The number of contacts established between the protein and the ligands is one of the main factors that correlate with the dynamics of protein-ligand complexes. Note that some residues form more than one contact with the ligand. Complex 1 is initially stabilized by four noncovalent interactions, but this number fluctuates over the simulation (zero and seven contacts). At the end of the simulation, ligand 1 is still forming three contacts with the Mpro, and these involve SER46, LEU50, and PRO168. PRO168 and LEU50 mostly form hydrophobic bonds and water bridges, while SER46 engages with hydrogen bonding contacts and water bridges (see Figure 8). Regarding the contributions to protein-ligand interactions, GLU189 has the most pronounced contribution (~30%), followed, respectively, by MET19 (~25%), PRO168 (~25%), ALA191 (~23%), and LEU167(~20%). Protein-ligand complex 2 is stabilized by up to 9 contacts during the simulation time. HIS41 has the highest contribution, occurring in contacts for about ~55% of the simulation time. These contacts include hydrophobic interactions (dominant), H-bonds, and water bridges. Other important residues include PRO168 (~40%), ASN142 (~30%) and GLU166(~30%). Finally, compound 3 develops four to six contacts with the Mpro in the early steps of the dynamics, and this number varies between zero and five all over the simulation. Throughout the simulation, amino acid residues like ASN142, CYS145, and HIS164 only establish hydrogen bonds with the ligand, while MET49, LEU50, MET165, and ALA191 only occur in hydrophobic interactions. The rest of the contacts involve residues that, in addition to attaching to the ligand, also bind to water molecules. LEU167 has the highest contributions (~48% of the simulation time) to protein-ligand interactions, which are decomposed into hydrophobic contacts and water bridges.

4. Conclusions

In this study, we have investigated the structure, reactivity, and binding profile of three 1,3,4-THD derivatives inside the active site of the SARS-CoV-2 main protease (Mpro).
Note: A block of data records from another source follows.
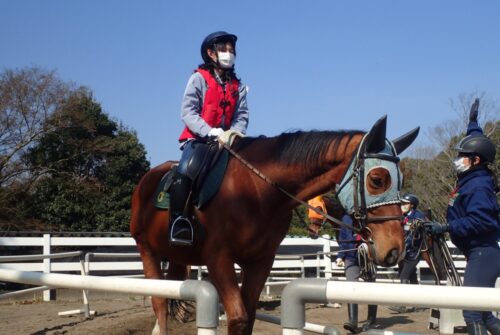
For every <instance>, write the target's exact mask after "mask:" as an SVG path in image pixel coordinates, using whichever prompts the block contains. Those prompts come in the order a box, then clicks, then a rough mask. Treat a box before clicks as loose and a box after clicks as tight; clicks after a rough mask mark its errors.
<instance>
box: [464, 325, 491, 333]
mask: <svg viewBox="0 0 500 335" xmlns="http://www.w3.org/2000/svg"><path fill="white" fill-rule="evenodd" d="M467 333H468V334H469V335H488V332H487V331H486V326H485V325H484V324H483V323H479V322H471V323H467Z"/></svg>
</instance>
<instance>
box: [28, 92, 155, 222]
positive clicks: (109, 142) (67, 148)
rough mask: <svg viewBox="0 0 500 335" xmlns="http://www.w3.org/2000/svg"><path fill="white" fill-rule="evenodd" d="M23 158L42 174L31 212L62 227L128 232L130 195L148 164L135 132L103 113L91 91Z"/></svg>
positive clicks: (62, 111)
mask: <svg viewBox="0 0 500 335" xmlns="http://www.w3.org/2000/svg"><path fill="white" fill-rule="evenodd" d="M56 121H57V122H58V123H59V124H61V125H62V126H60V127H58V128H56V129H55V130H54V131H52V132H50V133H47V134H45V136H43V137H42V138H41V139H40V141H39V142H38V143H37V145H35V146H34V147H33V148H31V149H30V150H29V153H28V154H27V155H26V156H25V157H24V159H25V160H26V161H27V162H28V165H29V166H30V167H31V170H32V171H33V172H34V173H37V174H39V175H40V178H39V180H38V182H37V183H36V185H35V186H34V191H33V192H32V195H31V203H32V206H31V215H32V217H33V218H35V219H37V220H40V221H42V222H46V223H50V224H51V226H53V227H57V228H58V229H60V230H66V231H68V230H71V231H126V230H128V222H129V219H130V198H131V194H132V191H133V189H134V187H135V185H136V184H137V183H138V181H139V179H140V178H141V177H142V175H143V174H144V173H145V172H146V171H147V170H148V169H149V163H148V162H147V160H146V158H145V156H146V152H145V149H144V147H143V145H142V144H140V143H139V141H138V139H137V136H136V134H135V133H134V132H132V131H129V130H127V129H126V128H125V127H123V126H122V125H118V124H117V123H116V122H115V121H113V120H111V119H110V118H109V117H108V116H107V115H106V114H105V113H103V111H102V109H101V107H100V105H99V104H98V103H96V102H95V101H94V100H93V98H92V95H91V94H90V93H89V92H88V91H87V90H79V91H77V92H75V94H74V95H73V96H72V97H71V98H70V99H69V101H68V103H67V105H66V106H65V108H63V109H62V110H61V111H59V112H58V113H55V114H54V115H53V116H52V118H51V119H50V120H49V122H56Z"/></svg>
Our computations suggest that these compounds are mainly stabilized by the weak H…H and C-H…N noncovalent interactions, while their crystalline dimers also exhibit π…π stacking and T-shaped interactions between pairs of aromatic rings. Furthermore, reactivity studies indicate that compounds 1–3 are of similar global reactivity, with their slight differences lying within the limit of the accuracy of the density functional theory. Based on predictions of different local reactivity descriptors, the pyrrolic H atom of ring F and the N atom of ring E are, respectively, pointed to as the best binding sites for nucleophilic and electrophilic antagonists. Finally, docking and MD simulations indicate that the three compounds spontaneously attach to the active site of the Mpro with a binding energy between −7.8 to −8.5 kcal/mol, and are relatively well retained in the active site of the Mpro during the simulation time.